Stiftungen: Anders als in Deutschland, wo Stiftungen einem festgelegten gemeinnützigen Zweck dienen, erlaubt das Liechtensteiner Recht dem Gründer einer Stiftung, sich selbst oder Angehörige zu begünstigen. Die Steuersätze für Stiftungen sind in Liechtenstein gering. Sie sind von Vermögen-, Erwerb- sowie Ertragsteuer befreit. Lediglich eine jährliche Kapitalsteuer muss gezahlt werden. Sie beträgt 0,1 Prozent des eingezahlten Kapitals, mindestens jedoch 1.000 Schweizer Franken (621 Euro) im Jahr. Bei einem Kapital von mehr als zwei Mio. Schweizer Franken oder mehr als zehn Mio. Schweizer Franken ermäßigt sich der Steuersatz auf 0,075 beziehungsweise 0,05 Prozent.

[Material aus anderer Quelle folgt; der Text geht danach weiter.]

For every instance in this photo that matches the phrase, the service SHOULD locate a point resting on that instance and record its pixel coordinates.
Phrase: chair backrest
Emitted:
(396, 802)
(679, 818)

Verschleierung: Solange die in Liechtenstein gewonnenen Zinsen in Deutschland in der Steuererklärung angegeben werden, droht kein Ärger mit dem Fiskus. Damit das Geld von den deutschen Finanzbehörden unentdeckt bleibt, versehen laut Deutscher Steuergewerkschaft viele Steuerhinterzieher die Stiftung mit einem Namen, der nicht auf den Gründer schließen lässt, und vertrauen die Verwaltung einem Treuhänder an. Nach Schätzungen der Gewerkschaft haben auf dem 25 Kilometer langen und halb so breiten Gebiet Liechtensteins rund 80.000 Briefkastenfirmen, darunter viele Stiftungen, ihren offiziellen Sitz. Um die Spuren vor den deutschen Steuerfahndern noch weiter zu verwischen, kann das Stiftungskapital auf einem Schweizer Konto angelegt werden.

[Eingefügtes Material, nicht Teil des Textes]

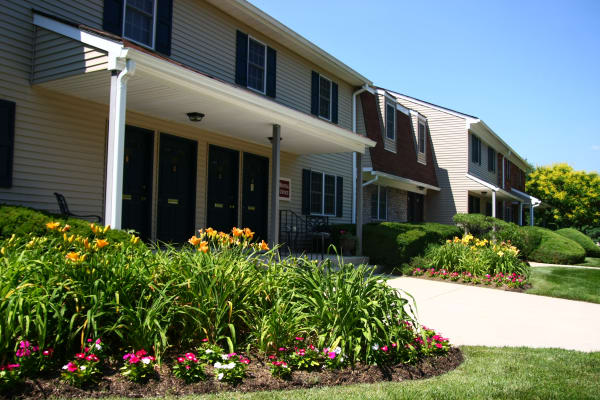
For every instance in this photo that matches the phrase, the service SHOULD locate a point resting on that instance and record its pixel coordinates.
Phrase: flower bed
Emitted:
(292, 316)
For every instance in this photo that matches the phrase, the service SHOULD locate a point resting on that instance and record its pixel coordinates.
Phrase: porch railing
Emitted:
(307, 235)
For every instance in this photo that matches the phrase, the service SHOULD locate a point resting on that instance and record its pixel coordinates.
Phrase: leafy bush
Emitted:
(591, 249)
(392, 243)
(551, 247)
(61, 287)
(23, 221)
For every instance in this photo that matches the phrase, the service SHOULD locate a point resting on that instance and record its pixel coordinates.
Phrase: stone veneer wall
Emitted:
(397, 204)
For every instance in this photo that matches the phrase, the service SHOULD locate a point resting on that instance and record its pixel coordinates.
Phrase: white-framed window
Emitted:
(422, 137)
(323, 192)
(390, 121)
(379, 203)
(324, 98)
(257, 65)
(139, 22)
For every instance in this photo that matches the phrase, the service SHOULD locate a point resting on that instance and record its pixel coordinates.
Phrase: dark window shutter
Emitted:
(339, 198)
(164, 21)
(271, 72)
(314, 94)
(241, 60)
(7, 141)
(113, 17)
(334, 102)
(306, 191)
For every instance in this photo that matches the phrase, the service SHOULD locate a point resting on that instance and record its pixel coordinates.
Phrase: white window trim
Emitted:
(323, 214)
(151, 47)
(393, 106)
(330, 98)
(378, 218)
(264, 91)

Bankgeheimnis: Im Gegensatz zu Deutschland gilt in der Schweiz und ganz besonders in Liechtenstein ein strenges Bankgeheimnis. Dies sei im Fürstentum Liechtenstein "Grundhaltung und Tradition", teilt das Land auf seiner Internetseite mit. Auskünfte über Konten lehnen die Geldinstitute in Liechtenstein auch gegenüber ausländischen Steuerfahndern strikt ab.

Einen vielsagenden Blick auf die Stiftungs-Welt von Liechtenstein hatte im BAWAG-Prozess ein prominenter Liechtensteinischer Treuhänder gegeben: In knapp zwei Stunden funktioniere auf Wunsch eine Stiftungseinrichtung in dem Land, mitsamt Bankkonto und Stiftungsorganen. Bei den dortigen Treuhandkanzleien könne man Stiftungen de facto "von der Stange" kaufen. (APA)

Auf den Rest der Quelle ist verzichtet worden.